Néanmoins, il faut correctement « doser » la solitude. Il ne faut pas excéder dans cette diète ni lui échapper par peur. Certains exagèrent en voulant tout le temps être seuls pour bien s’occuper d’eux-mêmes parce que cela leur procurerait du bonheur. D’autres ont peur de la solitude. Ce sentiment leur ferait peur et leur paraîtrait comme une perte de temps dans une vie pourtant surchargée. C’est également un sentiment qui leur paraît difficile à vivre.

Les Anciens disaient pour cela « Μηδέν ἄγαν », ce qui signifie « rien de trop ». Depuis toujours, les philosophes réfléchissaient à la question et pensaient déjà que la surabondance (dans tous les cas) était nocive pour l’homme. Ils nous encourageaient  donc à trouver le juste milieu dans tout pour pouvoir vivre heureux. L’homme ne peut pas être entièrement seul, il est « naturellement pensé » pour communiquer, interagir, etc. La communication et les contacts sociaux sont donc importants pour la vie humaine. L’homme a besoin de se regarder dans le miroir que représentent pour lui les autres. Les contacts sociaux sont un test, un jeu amusant de vanité et de pouvoir. La solitude est une voie pour mieux savourer les moments de partage et de fraternité et pour affûter notre sensibilité, à ces instants. La solitude nous permet de nous préparer pour les contacts sociaux. Elle n’a donc pas pour unique vocation de nous rendre heureux.
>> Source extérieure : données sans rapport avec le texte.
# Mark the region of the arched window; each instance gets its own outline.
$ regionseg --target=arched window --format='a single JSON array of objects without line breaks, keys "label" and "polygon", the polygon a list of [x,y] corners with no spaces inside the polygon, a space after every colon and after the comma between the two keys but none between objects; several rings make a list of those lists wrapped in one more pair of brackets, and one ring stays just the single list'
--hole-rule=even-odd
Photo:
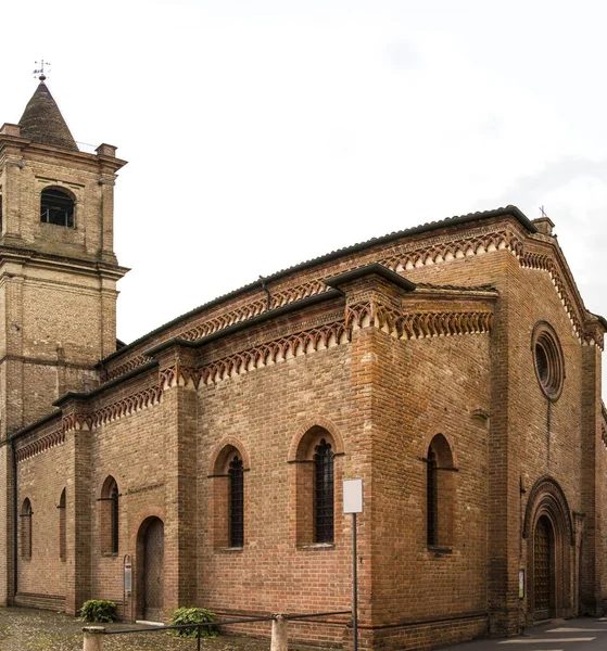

Pour partager mon expérience personnelle, je vais raconter comment j’ai pu découvrir ces moments de recueil en soi. L’année passée, j’allais toutes les semaines à des cours de relaxation à l’école, sur le temps de midi avec Madame Jamotte. Les premières fois, cela n’a pas donné de réel effet, mais au fur et à mesure que les cours s’enchaînaient, cela a fini par donner son fruit – les séances se sont transformées en réels moments de détente.  Je n’ai pas eu peur de couper les communications pendant un temps de midi hebdomadaire. Au contraire, cela fait beaucoup de bien et venait pour équilibrer la tension pendant les cours.

D’autre part, j’ai choisi de partager l’expérience d’un personnage, qui aurait vécu de réels moments de solitude: l’Homme au masque de fer. D’après certaines hypothèses, il aurait été le frère jumeau de Louis XIV. Incarcéré pendant 34 ans dans plusieurs prisons, il a été privé de toutes communications. Je me suis demandé comment il a dû faire pour préserver son esprit sain et combatif. Il aurait sûrement dû faire preuve de beaucoup d’imagination pour pouvoir se créer un monde semblable au réel, et continuer à suivre les jours, les saisons, les années. Il serait mort le 19 novembre 1703, à la prison de la Bastille. Seul. Beaucoup de gens meurent par chagrin ou par sentiment d’abandon, ce qui a sûrement dû être son cas. La solitude a dû contribuer plus à sa mort que les conditions de vie précaires de la prison (manque d’hygiène, mauvais traitements, nourriture infecte, etc.). Le geste de cloîtrer ou d’isoler quelqu’un, n’est pas seulement un geste de punition, mais aussi d’élimination (physique et psychique). On doit être conscient que l’isolation inflige des souffrances profondes à l’âme qui brisent après le corps des personnes mises en isolation. Voilà pourquoi, notre société moderne admet l’emprisonnement mais réfléchit aussi sur les éléments qui peuvent adoucir la solitude d’une telle punition. 

 

Aristote a dit que l’homme était un «  ζώον πολιτικόν », un animal social. L’homme fuit la solitude naturellement. Chercher des amis, vivre en couple est vital dans tous les sens du terme. Si on nous coupe le contact, on devient malade. Cette maladie se développe, bien entendu, différemment, mais tout être humain en est atteint. Qu’il lutte ou pas, qu’il le montre ou pas, qu’il s’en sorte ou pas. 

Trouver l’équilibre entre la vie sociale bénéfique et les moments des « visites en soi » serait sans doute la recette pour un être humain heureux.